5/14/2009 8:29:00 PM

Mike B>"You're going to have a hard time convincing me that minor triads sound worse than major triads."

I don't mean better as in "more usable in music"...but rather less tense sounding and, as Chris said, more "stable" sounding.

Of course, neither sound bad...and I particularly like using minor chords in my own songs (not to mentioned diminished chords and 9th chords). Then again, I'm never going to make a platinum album...and I hope to make scales/chords...that sound natural enough to be usable by people who can do that sort of thing and help spread a good word about micro-tonal to the masses.

But, for the sake of public accessibility, I usually try quite hard to start with very stable/natural sounding intervals for making scales...and only latter add more variant and dissonance ones as options for more advanced musicianship.

I think of it in the same way as diatonic vs. pentatonic scales: pentatonic sounds more "stable" and "catchy", but sounds fairly plain compared to all the extra chord and melodic options in full diatonic. One thing I've found works well to make things that sound both catchy/easily-accessible and still maintain a good degree of tonal color is to
play in one pentatonic scale and gradually transition into another to get all 7-tones of freedom with a pentatonic confidence about it.

The whole major vs. minor triad issue still fascinates me as so many people (myself included) feel a good deal more tension in the minor version even through most consonance algorithms rate them mathematically as the same. From experience, I have still found most people I've asked at random "which sounds more in-tune" or "which sounds more relaxed" and over 80% of the time they jump at the major chord without my telling them which is which.
Again, my "alternative" reasoning for this is that 1 1.25 1.5 is simply more symmetric than 1 1.2 1.5. Not to mention 1 1.25 1.5 occurs naturally in the scale formula (1 /the-2/1 octave)^x + 1 where x = 1 to 4 formula I've been experimenting with lately...and I am starting to think it is not coincidence. Or
maybe you have a reason why it wouldn't be?

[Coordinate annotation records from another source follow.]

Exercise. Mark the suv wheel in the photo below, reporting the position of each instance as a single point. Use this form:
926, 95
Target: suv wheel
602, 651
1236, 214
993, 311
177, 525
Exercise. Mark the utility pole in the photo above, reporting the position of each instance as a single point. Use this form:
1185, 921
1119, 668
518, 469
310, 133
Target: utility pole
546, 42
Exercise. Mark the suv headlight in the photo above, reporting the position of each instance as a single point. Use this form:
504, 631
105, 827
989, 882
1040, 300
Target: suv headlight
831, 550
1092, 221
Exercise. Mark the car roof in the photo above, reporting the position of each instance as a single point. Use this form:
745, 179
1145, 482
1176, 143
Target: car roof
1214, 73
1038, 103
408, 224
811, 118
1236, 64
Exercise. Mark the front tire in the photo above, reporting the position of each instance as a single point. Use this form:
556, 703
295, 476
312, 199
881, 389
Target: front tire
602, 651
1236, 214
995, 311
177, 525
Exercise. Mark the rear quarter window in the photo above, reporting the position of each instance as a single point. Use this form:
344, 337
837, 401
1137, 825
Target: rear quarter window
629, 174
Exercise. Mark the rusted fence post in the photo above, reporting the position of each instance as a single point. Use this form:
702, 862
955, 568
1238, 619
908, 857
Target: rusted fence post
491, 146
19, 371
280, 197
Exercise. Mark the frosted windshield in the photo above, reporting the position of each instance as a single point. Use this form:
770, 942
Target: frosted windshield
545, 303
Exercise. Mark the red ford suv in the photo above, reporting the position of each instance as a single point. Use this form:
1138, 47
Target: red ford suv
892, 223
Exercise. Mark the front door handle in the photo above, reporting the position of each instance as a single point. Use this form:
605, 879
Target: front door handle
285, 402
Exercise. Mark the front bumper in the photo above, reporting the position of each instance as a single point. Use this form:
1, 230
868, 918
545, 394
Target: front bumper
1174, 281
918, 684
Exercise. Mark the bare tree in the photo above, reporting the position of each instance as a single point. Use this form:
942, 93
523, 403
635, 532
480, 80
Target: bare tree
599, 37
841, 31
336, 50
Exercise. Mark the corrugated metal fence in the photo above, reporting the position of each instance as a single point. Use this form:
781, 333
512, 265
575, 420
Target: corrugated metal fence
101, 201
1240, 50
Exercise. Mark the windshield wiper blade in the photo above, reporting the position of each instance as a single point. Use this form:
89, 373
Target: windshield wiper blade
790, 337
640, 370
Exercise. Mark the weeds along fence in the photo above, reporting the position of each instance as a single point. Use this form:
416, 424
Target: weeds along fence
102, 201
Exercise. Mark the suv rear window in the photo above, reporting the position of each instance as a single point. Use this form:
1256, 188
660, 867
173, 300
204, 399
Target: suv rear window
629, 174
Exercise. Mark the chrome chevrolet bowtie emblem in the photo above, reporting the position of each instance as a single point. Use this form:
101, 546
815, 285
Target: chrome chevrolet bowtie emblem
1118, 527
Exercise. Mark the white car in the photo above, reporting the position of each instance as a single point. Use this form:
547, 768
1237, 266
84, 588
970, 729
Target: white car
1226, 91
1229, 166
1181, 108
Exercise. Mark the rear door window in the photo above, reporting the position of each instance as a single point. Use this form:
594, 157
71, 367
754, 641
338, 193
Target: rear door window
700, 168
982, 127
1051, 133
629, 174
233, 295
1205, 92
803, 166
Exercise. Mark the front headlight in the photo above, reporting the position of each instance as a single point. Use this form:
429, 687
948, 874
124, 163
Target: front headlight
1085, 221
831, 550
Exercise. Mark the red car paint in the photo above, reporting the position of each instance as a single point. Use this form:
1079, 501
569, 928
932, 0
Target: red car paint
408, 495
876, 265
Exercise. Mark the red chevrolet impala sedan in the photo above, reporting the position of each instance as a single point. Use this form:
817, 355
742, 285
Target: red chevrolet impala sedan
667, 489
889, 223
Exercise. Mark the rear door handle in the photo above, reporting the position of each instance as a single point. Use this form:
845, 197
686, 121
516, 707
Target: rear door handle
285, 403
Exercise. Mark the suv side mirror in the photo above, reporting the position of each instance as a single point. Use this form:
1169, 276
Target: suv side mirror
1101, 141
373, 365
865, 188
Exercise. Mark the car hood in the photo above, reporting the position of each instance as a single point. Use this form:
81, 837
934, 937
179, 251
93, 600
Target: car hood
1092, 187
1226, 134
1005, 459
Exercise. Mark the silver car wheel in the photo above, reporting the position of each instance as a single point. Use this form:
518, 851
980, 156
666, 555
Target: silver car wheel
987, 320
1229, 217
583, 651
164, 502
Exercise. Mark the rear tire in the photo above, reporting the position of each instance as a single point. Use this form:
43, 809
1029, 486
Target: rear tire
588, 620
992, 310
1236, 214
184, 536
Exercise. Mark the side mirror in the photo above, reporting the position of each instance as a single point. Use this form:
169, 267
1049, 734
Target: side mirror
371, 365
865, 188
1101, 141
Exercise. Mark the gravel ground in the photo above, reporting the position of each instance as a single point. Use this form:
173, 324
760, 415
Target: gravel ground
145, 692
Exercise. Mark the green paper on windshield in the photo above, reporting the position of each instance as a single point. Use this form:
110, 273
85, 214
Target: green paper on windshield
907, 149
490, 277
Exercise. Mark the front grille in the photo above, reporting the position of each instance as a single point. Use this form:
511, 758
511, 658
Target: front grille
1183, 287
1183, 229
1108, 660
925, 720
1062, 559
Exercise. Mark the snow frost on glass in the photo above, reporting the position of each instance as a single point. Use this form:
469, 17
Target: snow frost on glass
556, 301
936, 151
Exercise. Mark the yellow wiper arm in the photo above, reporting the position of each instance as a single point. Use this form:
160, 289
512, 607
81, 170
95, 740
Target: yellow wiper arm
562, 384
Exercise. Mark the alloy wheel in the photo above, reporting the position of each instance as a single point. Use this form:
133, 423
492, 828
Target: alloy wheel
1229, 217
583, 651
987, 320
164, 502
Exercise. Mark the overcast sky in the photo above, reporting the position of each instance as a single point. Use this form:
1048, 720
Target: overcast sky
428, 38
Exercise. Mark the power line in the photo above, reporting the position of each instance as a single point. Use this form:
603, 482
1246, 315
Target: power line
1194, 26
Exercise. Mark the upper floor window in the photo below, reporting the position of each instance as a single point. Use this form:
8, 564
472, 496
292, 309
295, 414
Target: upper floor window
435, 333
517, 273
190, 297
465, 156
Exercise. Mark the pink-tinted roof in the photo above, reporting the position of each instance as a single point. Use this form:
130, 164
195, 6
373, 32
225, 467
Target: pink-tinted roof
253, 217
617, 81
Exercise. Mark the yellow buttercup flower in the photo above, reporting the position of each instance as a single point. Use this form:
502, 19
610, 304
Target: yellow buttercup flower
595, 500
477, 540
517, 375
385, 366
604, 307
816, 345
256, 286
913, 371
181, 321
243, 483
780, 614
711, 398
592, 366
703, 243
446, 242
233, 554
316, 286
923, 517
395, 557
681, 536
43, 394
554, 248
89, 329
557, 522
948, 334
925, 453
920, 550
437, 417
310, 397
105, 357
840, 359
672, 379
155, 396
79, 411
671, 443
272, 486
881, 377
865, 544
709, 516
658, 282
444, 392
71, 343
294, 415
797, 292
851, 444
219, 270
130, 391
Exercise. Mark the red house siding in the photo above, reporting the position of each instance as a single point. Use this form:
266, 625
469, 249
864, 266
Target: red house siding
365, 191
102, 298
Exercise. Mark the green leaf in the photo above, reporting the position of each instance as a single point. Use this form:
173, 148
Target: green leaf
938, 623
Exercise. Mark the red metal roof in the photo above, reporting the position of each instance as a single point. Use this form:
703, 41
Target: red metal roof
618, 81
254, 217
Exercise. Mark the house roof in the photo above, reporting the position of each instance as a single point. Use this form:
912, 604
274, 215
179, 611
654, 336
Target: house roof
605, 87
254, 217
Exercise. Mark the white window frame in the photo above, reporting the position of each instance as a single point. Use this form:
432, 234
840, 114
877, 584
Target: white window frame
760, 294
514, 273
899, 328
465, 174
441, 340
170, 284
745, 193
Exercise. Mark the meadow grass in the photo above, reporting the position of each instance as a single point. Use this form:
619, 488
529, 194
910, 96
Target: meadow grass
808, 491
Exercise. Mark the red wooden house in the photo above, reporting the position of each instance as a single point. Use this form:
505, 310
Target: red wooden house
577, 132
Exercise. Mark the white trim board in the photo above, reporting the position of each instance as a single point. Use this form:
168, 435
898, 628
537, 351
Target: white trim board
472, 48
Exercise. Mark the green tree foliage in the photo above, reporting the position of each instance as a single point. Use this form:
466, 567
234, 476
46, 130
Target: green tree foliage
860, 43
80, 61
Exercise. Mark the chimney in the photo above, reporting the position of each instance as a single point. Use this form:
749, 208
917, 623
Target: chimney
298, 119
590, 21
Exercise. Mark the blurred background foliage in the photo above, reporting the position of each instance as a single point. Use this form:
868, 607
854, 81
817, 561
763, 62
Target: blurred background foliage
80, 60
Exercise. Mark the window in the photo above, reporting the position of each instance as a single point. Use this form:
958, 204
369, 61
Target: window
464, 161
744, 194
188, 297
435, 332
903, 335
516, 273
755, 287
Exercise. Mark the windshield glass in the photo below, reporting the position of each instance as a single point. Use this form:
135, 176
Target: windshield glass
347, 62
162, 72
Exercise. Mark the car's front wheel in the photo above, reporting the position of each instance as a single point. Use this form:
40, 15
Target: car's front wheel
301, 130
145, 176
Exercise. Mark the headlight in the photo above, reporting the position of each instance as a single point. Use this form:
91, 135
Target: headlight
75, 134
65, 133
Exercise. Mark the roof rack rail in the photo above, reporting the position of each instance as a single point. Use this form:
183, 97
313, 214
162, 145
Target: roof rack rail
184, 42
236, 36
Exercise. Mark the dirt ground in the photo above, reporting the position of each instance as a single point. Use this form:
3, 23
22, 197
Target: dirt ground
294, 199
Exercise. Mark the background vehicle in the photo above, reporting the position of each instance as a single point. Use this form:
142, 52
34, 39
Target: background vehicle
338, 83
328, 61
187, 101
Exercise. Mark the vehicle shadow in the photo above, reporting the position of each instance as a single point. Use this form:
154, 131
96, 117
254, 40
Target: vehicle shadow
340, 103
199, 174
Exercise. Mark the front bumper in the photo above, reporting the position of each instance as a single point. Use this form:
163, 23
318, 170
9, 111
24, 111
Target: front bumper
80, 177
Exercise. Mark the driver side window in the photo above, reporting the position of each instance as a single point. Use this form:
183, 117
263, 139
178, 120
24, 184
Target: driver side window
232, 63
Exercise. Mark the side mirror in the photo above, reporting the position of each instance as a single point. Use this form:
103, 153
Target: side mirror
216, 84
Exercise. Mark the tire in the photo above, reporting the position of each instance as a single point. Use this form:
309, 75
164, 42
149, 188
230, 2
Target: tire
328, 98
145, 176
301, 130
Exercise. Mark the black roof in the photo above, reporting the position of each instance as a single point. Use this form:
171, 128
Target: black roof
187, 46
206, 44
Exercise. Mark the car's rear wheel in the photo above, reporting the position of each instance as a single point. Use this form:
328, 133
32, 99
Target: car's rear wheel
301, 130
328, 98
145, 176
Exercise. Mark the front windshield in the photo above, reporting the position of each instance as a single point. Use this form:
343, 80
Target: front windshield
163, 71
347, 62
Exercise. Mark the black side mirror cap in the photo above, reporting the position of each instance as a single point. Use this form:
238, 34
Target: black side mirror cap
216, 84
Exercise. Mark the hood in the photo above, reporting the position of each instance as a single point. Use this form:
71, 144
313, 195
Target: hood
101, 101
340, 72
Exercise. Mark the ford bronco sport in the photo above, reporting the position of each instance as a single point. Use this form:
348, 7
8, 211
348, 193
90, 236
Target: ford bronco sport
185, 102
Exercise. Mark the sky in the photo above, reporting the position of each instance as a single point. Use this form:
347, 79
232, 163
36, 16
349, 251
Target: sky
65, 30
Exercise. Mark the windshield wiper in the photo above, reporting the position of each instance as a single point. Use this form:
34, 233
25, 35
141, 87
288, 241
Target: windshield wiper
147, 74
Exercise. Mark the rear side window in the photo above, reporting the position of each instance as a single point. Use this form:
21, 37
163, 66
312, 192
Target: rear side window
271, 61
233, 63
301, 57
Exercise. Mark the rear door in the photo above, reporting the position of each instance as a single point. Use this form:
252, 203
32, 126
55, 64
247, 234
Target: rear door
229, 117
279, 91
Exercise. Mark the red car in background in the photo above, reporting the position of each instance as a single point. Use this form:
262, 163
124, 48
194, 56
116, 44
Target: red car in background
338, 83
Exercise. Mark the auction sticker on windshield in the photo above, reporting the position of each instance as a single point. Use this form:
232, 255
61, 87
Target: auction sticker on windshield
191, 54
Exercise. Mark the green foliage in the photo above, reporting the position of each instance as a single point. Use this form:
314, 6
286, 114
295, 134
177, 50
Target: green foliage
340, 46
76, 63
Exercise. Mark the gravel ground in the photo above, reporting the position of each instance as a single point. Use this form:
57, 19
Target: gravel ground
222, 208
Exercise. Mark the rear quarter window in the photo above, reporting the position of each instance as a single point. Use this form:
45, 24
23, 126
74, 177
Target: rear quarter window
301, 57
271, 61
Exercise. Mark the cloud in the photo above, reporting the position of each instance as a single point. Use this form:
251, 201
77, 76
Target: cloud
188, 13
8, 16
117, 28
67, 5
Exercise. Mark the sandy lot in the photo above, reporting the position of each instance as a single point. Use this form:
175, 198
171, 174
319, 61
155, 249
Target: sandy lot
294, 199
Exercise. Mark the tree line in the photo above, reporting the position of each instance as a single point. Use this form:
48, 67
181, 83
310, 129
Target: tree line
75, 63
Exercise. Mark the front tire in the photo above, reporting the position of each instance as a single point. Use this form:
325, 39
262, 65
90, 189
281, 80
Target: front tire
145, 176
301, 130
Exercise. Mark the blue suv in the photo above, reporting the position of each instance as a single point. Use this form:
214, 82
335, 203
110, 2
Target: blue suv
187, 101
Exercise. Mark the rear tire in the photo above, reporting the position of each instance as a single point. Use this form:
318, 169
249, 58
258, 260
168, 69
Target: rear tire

I really just hope more people will chip in on the greater purpose I'm trying to create here. Which how to analyze deep patterns with scales and chords understand why tension occurs more in certain types of chords more to the point we can transform the understandings to make new scales. Scales which both mean more flexibility to the advanced often more avant-garde-classical musician and more catchy-ness to the kind of popular musician who is going to, say, help micro-tonal theory become a well respected and known buzzword among musicians. After all, Yamaha and Korg, for example, isn't likely to make keyboards catering to the about 0.02% of the music population who make (or at least try to make) harmonic micro-tonal music.